There’s been a lot of questions and uncertainty around how revenue is recognized under the new ASC 606 standard that was first released in May 2014 but finally being required to implement effectively beginning after Dec 15, 2017 for public entities and certain non-profits and for private entities with a 2019 fiscal year. This change will have a substantial impact on all accounting and ERP systems but for the purpose of this blog we’ll focus on existing and future NetSuite customers.
First, what is Revenue Recognition?
In essence, the revenue recognition principle is the foundation of accrual accounting and the matching principle. Revenue should be posted as it is earned, not when services are invoiced or paid for.
A simple illustration:
- An agreement to provide landscaping services for building complex for 6 month period in return for a one-time upfront payment of $600.
- $600 is recorded as a liability on balance sheet.
- $100 is recognized per month over the service period (6 months)
The ASC 606 rule is designed to replace a slew of industry-specific guidelines with a single standard. The core principle of this rule is that an entity recognizes revenue to depict the transfer of promised goods or services to customers in an amount that reflects the consideration to which the entity expects to be entitled in exchange for those goods or services.
Historically rev rec primarily impacted software and service industries. Moving forward all industries will really need to evaluate the impact of this new accounting standard will have on their business.
So now you may be asking "how will this change impact current and future NetSuite customers?"
For Future NetSuite Customers
For new NetSuite customers that license the Revenue Recognition module you will automatically receive the new Revenue Recognition engine known as “Advanced Revenue Management” also referred to as ARM. Advanced Revenue Management automates revenue forecasting, recognition, reclassification and auditing through a rule-based event handling framework and is compliant with the ASC 606 revenue standard.
With advanced revenue management you can defer revenue for recognition across future periods according to the rules you configure.
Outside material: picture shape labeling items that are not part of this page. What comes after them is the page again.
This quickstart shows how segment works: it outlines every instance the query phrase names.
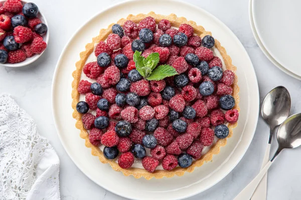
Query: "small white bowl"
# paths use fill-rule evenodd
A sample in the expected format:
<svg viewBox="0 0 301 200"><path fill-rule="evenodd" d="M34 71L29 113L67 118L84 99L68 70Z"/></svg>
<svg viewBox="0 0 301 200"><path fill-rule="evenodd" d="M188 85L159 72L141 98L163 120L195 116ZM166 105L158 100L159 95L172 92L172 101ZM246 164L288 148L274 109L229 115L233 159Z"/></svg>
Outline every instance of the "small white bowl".
<svg viewBox="0 0 301 200"><path fill-rule="evenodd" d="M0 2L2 2L3 4L5 2L6 2L6 0L0 0ZM22 4L23 5L28 2L27 2L25 0L21 0L21 2L22 2ZM39 8L39 5L37 4L37 6L38 6L38 8ZM45 18L44 14L43 14L41 12L41 10L39 10L39 13L38 14L37 17L41 20L42 23L45 24L47 26L47 32L45 34L44 34L43 36L42 36L43 40L46 42L48 46L48 40L49 40L49 26L48 26L47 20L46 20L46 18ZM21 66L25 66L34 62L37 60L38 60L38 58L42 56L42 54L44 53L44 52L45 50L40 54L36 54L32 57L27 58L24 61L21 62L14 64L10 64L7 62L4 64L0 64L5 66L9 66L10 68L20 68Z"/></svg>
It supports fair values based on vendor-specific objective evidence (VSOE), best estimate of selling price (ESP), third party evidence (TPE), and other fair value methods your company uses. These fair values are used to determine the revenue allocation ratios for multi-element transactions.
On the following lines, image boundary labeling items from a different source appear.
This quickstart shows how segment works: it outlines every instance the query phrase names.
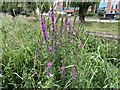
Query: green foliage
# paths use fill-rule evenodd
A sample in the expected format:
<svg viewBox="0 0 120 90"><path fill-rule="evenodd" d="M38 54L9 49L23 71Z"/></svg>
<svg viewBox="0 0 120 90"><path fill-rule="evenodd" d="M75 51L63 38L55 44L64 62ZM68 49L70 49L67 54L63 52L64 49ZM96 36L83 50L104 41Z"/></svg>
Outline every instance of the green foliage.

Here are the Key Features of ARM
- Real Time Visibility and Drill-ability
- Set it Up, Follow Regular Sales Processes, Manage Revenue Recognition by Exception
- Compliant with Relevant Standards: ASC 606/ASU 14-09, SOP 97-2, 98-9, EITF 08-01, 09-03
- Flexible and Dynamic Fair Value Pricing Engine
- Ratable and Event Based Revenue Recognition Rules
- Full support for Complex Multi-Element Arrangements spanning multiple sales transactions:
- Relative Fair Value Allocations
- Residual Method Allocations
- Dual Allocation
- Support for “Linked Orders” and Contract Modifications
- Revenue Plans can easily be amended, put “On Hold”, and “Caught Up” to a particular period
- Comprehensive Audit Trails on all key Objects
- Real Time Revenue Reporting and Disclosures
- Per Book Fair Value Pricing, Allocation, Revenue Planning, Recognition, Reclassification, and Reporting
- Contract Acquisition Cost Amortization
For Existing NetSuite Customers
For existing NetSuite customers that license Revenue Recognition Module, you can continue to use the former rev rec engine since it will not be discontinued for the foreseeable future, assuming the new ASC 606 standards does not require you to migrate to the new rev rec engine. If you are not sure, I’d suggest working with your accounting firm and a high quality NetSuite Partner in making the determination of what rev rec engine you will require to satisfy the ASC 606 standard.
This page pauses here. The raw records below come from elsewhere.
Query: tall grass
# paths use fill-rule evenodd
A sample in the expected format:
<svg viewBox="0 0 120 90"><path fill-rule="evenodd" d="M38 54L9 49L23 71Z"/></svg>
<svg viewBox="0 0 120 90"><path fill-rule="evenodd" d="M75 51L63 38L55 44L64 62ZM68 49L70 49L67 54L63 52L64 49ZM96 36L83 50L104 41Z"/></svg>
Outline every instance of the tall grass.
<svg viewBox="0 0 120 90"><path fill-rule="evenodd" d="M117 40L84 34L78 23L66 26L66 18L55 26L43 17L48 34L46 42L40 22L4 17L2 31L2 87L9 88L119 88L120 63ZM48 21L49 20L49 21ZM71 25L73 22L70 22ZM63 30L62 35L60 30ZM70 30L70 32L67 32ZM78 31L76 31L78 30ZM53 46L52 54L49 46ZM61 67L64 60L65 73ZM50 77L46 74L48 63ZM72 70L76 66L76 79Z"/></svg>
If it is determine you will require the new rev rec engine (ARM) there is a qualification/discovery process you will need to go through to determine if you will require a professional service engagement to potential reimplement the new rev rec engine and the potential cost associated with this migration both in terms of licensing and services. Unfortunately your existing settings and ongoing recognitions will not port over to the new module and will most likely require a fairly complex migration process.
If it is determined you will require the new rec rev module (ARM) there are many enhancements that will make life easier for accountants using NetSuite. Here are just a few.
First, amending a revenue plan (“On Hold” and “Caught Up”) couldn’t be easier. With ARM for example, any changes made during the recognition period or if the value of the project changes, the system fully supports posting revenue adjustments back in time retroactively.
Second, many of ARM records are exposed and available to SuiteScript to allow for custom business rules on top of standard NetSuite workflows.
Lastly, you can combine revenue arrangements, for example, you issue an initial contract, then perhaps issue a change and then a cancellation, you can wrap all those individual revenue elements into a single arrangement, therefore no longer layering multiple Sales Orders/Revenue Commitments and Return Authorizations and trying to make sense of it all.